Holding out his hands to the side, Maddix says, “We’ve got those conditions up to our necks.”
Gary looks sympathetic, but professionally so, like he’s heard this story a hundred times. He probably
has
heard it a hundred times, if not more. “The rules are very clear and I see no imminent danger coming up on us.”
At our expressions, which are pretty lost and hopeless if how I feel is at all reflected on my face, he softens a little and says, “Try to think about it from our perspective. Things look peaceful, but it wasn’t always that way. People have come to claim sanctuary who have been deliberately infected with contagious diseases. Others were dangerous criminals—and I’m not talking about the petty stuff you get strikes for—who hurt or killed our people after claiming sanctuary. Our rules are there for a reason and learned through hard experience.”
When he finishes speaking, he meets the eyes of each of us in turn, his sincerity evident and believable. As much as I would like to be able to punch a few holes in what he said, I can’t. If it were me, I’d do the same.
Whatever there might be on the other side of that wall, it’s clearly worth protecting. Even from us. I can see the near future unfolding before me right now and it isn’t the safety of walking through that gate.
My immediate future is two more days of keeping my head down and my feet moving and then hoping I do get confirmed as the person my father registered to this pendant. But I can help Maddix and Connor.
“I have funds. How much is a bond?” I ask.
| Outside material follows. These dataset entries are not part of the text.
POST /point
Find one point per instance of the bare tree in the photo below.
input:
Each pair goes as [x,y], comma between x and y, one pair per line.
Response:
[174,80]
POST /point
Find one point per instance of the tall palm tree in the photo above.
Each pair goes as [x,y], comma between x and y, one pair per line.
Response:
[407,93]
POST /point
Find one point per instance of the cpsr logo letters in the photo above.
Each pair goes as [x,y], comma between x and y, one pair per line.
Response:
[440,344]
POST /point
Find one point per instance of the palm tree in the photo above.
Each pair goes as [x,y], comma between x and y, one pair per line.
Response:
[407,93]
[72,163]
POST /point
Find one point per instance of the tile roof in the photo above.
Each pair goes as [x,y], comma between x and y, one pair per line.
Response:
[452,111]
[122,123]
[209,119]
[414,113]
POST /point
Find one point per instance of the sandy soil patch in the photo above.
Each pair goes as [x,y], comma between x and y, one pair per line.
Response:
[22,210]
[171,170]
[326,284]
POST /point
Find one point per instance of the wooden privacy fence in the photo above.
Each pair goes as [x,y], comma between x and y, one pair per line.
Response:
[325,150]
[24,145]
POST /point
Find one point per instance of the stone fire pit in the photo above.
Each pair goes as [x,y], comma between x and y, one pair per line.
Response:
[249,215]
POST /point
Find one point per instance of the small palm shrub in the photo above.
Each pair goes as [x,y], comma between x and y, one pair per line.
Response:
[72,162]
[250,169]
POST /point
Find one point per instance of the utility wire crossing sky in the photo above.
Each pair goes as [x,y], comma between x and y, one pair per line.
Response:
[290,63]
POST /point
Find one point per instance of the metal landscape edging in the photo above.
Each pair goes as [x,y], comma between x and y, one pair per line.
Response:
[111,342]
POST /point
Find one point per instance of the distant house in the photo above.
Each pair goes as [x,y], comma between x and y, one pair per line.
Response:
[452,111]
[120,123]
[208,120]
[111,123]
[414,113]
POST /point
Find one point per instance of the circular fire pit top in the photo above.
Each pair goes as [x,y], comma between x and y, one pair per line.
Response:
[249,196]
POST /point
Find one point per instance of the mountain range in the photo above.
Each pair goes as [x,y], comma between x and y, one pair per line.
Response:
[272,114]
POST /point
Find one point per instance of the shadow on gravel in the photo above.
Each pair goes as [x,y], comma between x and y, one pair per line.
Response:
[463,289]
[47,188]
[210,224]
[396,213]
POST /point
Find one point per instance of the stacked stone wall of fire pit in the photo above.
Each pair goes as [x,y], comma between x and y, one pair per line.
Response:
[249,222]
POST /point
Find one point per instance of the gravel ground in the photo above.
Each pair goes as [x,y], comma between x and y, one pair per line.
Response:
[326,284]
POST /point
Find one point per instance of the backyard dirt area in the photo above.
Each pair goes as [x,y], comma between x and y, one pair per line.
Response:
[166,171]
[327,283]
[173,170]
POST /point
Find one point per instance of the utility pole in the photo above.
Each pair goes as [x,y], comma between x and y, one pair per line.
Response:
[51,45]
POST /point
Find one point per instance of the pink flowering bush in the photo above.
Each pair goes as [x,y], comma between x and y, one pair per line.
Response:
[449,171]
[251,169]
Gary eyes me like I’ve surprised him but answers. “If they stay in the Gate Town at the quarantine facility and agree to curfew and restrictions on their movement, then it will be a hundred silver ounces. You’ll get it back if they stay out of trouble till he’s medically cleared.”
My face falls and my mouth drops open at the amount. That’s more money than I can imagine. It’s enough to buy a stake in a salvage run, several head of prime cattle or even a windmill capable of powering enough lights to keep a bulb in every room. There’s no way so much is on my pendant. Even Jovan looks shocked and he was carrying more than I’ve ever seen in his pockets. Maddix looks like he just got gut-punched, hard.